Speech van minister Dekker op het WBO-congres van 28 oktober 2004 te
Den Haag
Dames en heren,
`Wat beweegt de bewoner?' Wat houdt hem of haar bezig en wat brengt
hem of haar in beweging op de woningmarkt. We weten daar al heel veel
van. Het Woning Behoefte Onderzoek (WBO) levert daarvoor al sinds 1964
betrouwbare informatie. Harde gegevens over de woonsituatie en de
woonwensen van de Nederlander.
Dat gebeurt op basis van grootschalige, kwantitatieve onderzoeken die
heel nauwkeurig weergeven hoe we wonen en wat we willen als het om
wonen gaat.
De uitkomsten van het zojuist verschenen Sociaal en Cultureel rapport
2004 hebben mij dan ook niet verbaasd. De sombere
toekomstverwachtingen als het gaat om de beschikbaarheid van passende
woonruimte en betaalbaarheid van het wonen vertalen zich in een lage
populariteit van mijn beleid en dat van het kabinet als geheel.
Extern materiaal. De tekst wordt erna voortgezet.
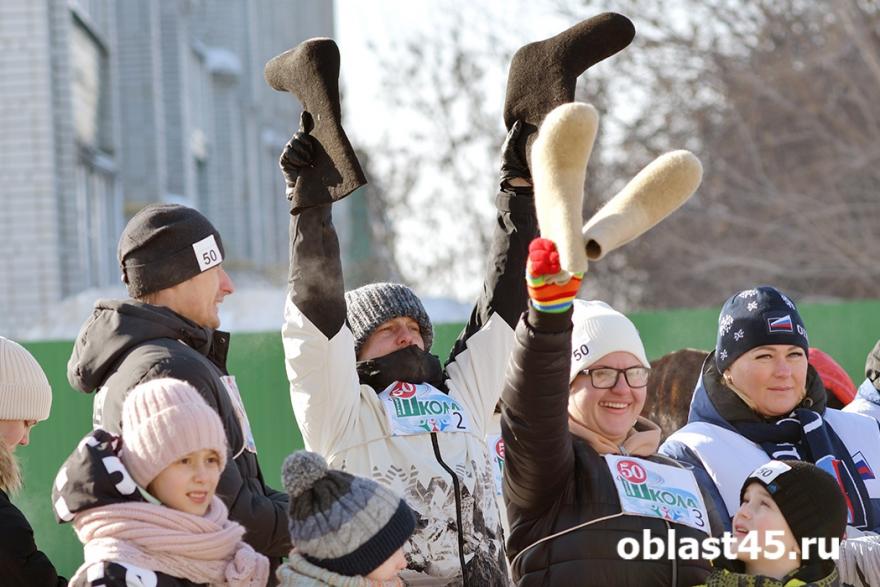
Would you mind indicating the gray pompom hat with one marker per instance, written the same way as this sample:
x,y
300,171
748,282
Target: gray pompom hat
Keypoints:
x,y
346,524
371,305
166,244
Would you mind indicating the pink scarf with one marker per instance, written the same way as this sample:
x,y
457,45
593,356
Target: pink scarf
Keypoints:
x,y
202,549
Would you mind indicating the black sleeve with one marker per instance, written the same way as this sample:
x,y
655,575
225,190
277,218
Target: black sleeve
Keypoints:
x,y
315,281
534,412
504,288
21,563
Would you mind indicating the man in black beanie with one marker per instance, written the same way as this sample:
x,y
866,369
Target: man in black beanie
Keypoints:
x,y
366,392
171,261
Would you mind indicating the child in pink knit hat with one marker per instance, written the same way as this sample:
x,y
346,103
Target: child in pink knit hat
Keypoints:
x,y
144,505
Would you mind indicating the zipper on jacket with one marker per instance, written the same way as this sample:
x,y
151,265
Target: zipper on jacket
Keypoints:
x,y
456,487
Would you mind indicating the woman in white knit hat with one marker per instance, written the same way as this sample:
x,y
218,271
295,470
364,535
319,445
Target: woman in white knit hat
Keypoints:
x,y
145,508
25,399
581,470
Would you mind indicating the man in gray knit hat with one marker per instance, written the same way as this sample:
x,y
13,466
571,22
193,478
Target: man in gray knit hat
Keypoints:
x,y
170,257
367,393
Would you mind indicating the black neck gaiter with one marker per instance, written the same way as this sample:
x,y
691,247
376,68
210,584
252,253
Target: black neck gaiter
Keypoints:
x,y
410,364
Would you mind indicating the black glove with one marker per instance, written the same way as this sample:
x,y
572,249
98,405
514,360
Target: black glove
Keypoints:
x,y
299,152
513,155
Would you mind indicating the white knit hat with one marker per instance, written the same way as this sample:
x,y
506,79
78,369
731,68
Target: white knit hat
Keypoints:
x,y
25,393
599,330
164,420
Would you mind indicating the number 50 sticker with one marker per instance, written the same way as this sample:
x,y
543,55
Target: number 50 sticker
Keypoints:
x,y
632,471
207,253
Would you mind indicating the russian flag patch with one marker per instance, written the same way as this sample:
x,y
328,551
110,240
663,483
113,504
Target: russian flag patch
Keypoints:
x,y
780,324
862,466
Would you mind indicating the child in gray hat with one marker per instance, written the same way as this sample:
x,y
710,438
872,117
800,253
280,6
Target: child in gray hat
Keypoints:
x,y
346,530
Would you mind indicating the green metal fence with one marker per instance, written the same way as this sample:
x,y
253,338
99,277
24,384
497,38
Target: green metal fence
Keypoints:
x,y
847,331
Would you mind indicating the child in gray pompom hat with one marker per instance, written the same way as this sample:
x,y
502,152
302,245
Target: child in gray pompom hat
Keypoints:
x,y
346,530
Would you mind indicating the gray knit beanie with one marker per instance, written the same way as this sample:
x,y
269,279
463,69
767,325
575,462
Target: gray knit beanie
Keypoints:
x,y
166,244
25,393
348,525
371,305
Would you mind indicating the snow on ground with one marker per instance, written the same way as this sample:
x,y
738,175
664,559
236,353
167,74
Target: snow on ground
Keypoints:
x,y
250,309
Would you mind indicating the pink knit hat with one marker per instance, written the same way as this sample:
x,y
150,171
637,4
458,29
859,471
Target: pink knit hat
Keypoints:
x,y
164,420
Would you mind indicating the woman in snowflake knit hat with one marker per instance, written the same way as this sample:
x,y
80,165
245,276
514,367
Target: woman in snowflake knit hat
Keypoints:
x,y
758,398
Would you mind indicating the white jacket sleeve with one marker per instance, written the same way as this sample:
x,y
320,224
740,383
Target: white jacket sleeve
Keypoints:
x,y
476,375
324,387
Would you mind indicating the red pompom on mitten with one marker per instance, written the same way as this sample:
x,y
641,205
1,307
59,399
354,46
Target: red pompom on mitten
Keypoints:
x,y
551,289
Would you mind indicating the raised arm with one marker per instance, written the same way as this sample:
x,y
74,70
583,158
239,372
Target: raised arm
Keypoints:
x,y
315,277
503,292
534,413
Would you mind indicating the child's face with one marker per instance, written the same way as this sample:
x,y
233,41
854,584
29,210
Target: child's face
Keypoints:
x,y
188,484
390,568
759,513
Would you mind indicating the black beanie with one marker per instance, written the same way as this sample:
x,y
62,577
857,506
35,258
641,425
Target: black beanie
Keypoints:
x,y
166,244
809,498
349,525
757,317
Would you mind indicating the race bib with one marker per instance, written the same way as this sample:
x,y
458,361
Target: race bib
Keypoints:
x,y
420,409
234,395
496,456
654,490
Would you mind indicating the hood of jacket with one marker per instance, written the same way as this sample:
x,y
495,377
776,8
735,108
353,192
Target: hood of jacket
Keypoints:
x,y
715,403
117,326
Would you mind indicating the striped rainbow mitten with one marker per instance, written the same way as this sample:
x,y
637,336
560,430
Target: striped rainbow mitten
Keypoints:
x,y
551,289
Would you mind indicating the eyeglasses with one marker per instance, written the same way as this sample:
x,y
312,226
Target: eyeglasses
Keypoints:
x,y
606,377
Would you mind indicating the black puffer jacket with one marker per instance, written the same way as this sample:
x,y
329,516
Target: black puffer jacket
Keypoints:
x,y
125,343
554,480
21,563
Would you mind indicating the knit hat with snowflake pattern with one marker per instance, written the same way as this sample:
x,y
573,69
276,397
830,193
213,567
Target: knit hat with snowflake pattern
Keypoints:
x,y
757,317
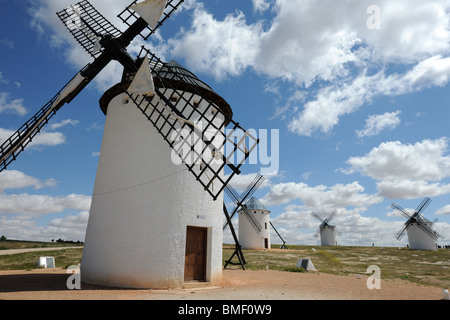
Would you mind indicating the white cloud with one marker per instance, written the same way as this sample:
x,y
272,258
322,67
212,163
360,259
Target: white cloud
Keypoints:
x,y
444,211
406,170
63,123
26,204
424,160
320,197
377,123
218,47
334,101
261,5
70,227
8,105
13,179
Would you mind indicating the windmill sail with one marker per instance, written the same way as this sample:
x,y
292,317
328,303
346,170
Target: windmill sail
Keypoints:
x,y
143,80
150,10
129,16
417,222
16,143
194,129
86,25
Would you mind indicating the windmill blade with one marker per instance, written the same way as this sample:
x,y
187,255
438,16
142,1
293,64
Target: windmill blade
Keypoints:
x,y
315,215
248,192
195,130
401,233
423,205
16,143
87,26
232,193
129,15
401,210
332,215
231,216
252,187
253,221
316,235
430,232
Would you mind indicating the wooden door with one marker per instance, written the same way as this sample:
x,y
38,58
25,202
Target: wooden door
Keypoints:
x,y
195,257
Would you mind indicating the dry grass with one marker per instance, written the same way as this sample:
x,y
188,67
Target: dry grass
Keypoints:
x,y
423,267
430,268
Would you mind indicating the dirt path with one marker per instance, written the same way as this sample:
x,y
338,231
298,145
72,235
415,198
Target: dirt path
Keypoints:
x,y
50,284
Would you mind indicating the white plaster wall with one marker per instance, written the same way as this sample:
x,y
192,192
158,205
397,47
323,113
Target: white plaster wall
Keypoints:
x,y
248,237
141,206
327,236
419,240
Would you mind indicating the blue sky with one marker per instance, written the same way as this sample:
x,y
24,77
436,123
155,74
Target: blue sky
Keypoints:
x,y
359,101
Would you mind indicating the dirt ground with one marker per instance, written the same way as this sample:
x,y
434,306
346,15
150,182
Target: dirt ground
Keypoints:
x,y
50,284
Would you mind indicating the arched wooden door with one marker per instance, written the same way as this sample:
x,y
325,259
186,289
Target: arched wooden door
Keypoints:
x,y
195,257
Dat is begrijpelijk omdat een hogere woningproductie wel al blijkt uit
méér verleende bouwvergunningen, maar nog niet uit méér opgeleverde
woningen.
Van het nieuwe huurbeleid beklijft voorlopig vooral de toekomstige
maximale huurstijging en niet de effecten op de diversiteit van het
aanbod en de doorstroming van de woningmarkt.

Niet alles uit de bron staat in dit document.